For the scenario of an infinite number of agents, we get that \({{\mathcal{F}}^{\star }}\) still satisfies the desiderata (using the same proof).

For dealing with infinite graphs, we need to extend Definition 3 of simple \(ZV\)-line graphs and add a requirement that the linear order over the \(Z\)-locations is a well-order, that is, requiring that the leftmost location is defined for any (measurable) subset of \(Z\)-locations. Adding this assumption, our results extend (using the same proof) to show that \({{\mathcal{F}}^{\star }}\) satisfies the desiderata for infinite graphs as well (with either finite or infinite number of agents). Note that without the well-order assumption, \({{\mathcal{F}}^{\star }}\) might not be well-defined even when the number of agents is finite.
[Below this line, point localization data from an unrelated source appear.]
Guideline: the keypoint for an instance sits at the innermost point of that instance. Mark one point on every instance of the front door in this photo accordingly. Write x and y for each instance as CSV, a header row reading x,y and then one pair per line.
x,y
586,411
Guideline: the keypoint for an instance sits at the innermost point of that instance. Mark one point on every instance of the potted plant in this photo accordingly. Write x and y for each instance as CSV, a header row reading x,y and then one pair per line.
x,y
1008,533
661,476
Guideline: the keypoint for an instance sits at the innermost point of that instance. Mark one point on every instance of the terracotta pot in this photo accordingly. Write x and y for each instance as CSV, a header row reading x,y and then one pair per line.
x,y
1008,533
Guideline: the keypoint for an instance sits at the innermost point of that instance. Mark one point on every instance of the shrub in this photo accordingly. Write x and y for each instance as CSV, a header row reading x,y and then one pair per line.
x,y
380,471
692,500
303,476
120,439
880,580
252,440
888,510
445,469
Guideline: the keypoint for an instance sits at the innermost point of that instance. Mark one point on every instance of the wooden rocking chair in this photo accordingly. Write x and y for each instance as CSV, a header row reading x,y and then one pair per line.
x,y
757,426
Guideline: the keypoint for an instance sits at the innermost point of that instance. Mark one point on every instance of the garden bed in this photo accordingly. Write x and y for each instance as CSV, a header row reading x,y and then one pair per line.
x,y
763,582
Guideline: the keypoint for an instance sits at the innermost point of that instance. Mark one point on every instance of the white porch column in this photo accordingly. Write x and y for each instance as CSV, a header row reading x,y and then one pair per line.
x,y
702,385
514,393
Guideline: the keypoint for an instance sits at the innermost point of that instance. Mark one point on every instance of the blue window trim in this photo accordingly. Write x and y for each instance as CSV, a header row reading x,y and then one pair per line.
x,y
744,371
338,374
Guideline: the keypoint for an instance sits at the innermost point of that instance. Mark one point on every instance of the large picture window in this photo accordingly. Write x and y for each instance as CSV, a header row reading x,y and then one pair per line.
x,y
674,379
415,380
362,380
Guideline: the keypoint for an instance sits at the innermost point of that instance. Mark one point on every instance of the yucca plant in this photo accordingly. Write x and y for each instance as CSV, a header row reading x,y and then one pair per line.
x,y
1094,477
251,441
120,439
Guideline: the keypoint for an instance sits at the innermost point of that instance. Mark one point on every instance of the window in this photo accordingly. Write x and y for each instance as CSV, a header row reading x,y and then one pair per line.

For instance, consider the infinite simple \(ZV\)-line graph in Fig. 20. Then, for the profile \(\left\{ v_{1},v_{2}\right\} \) the leftmost Pareto-optimal \(Z\)-location is not defined.

Fig. 20
figure 20

Example: an infinite \(ZV\)-line graphs s.t. the leftmost Pareto-optimal \(Z\)-locations is not defined (Color figure online)

7.2 Approximate mechanism design without money

Last, an important continuation of this work is analyzing the implications for approximate mechanism design without money [53]. That is, assuming the agents are quantitatively represented by a cost function (e.g., the distance to the facility or a monotone function of the distance) and analyzing the implications of manipulation-resistance on the approximability of the minimization problem of natural social cost functions. As we saw in Sect. 5.1, we expect to get a low performance guarantee for most natural social cost functions (of the same order of magnitude as the constant mechanism and the mechanism that outputs a random ballot). Weakening the false-name-proofness does not circumvent this bad efficiency phenomenon (by Proposition 1), and as we saw, this phenomenon is common to many other scenarios in which false-name-proofness is a desired property.

Nowadays, many aggregation mechanisms are highly susceptible to double-voting and false-name voting in general (e.g., mechanisms over massive anonymous networks like the internet and also other scenarios in which vote frauds are known to be easy). We think that such results should open a discussion on the costs of these protocols (since the benefits are clear) or direct us to look for solutions outside of the scope of mechanism design like those we surveyed in Sect. 5.1.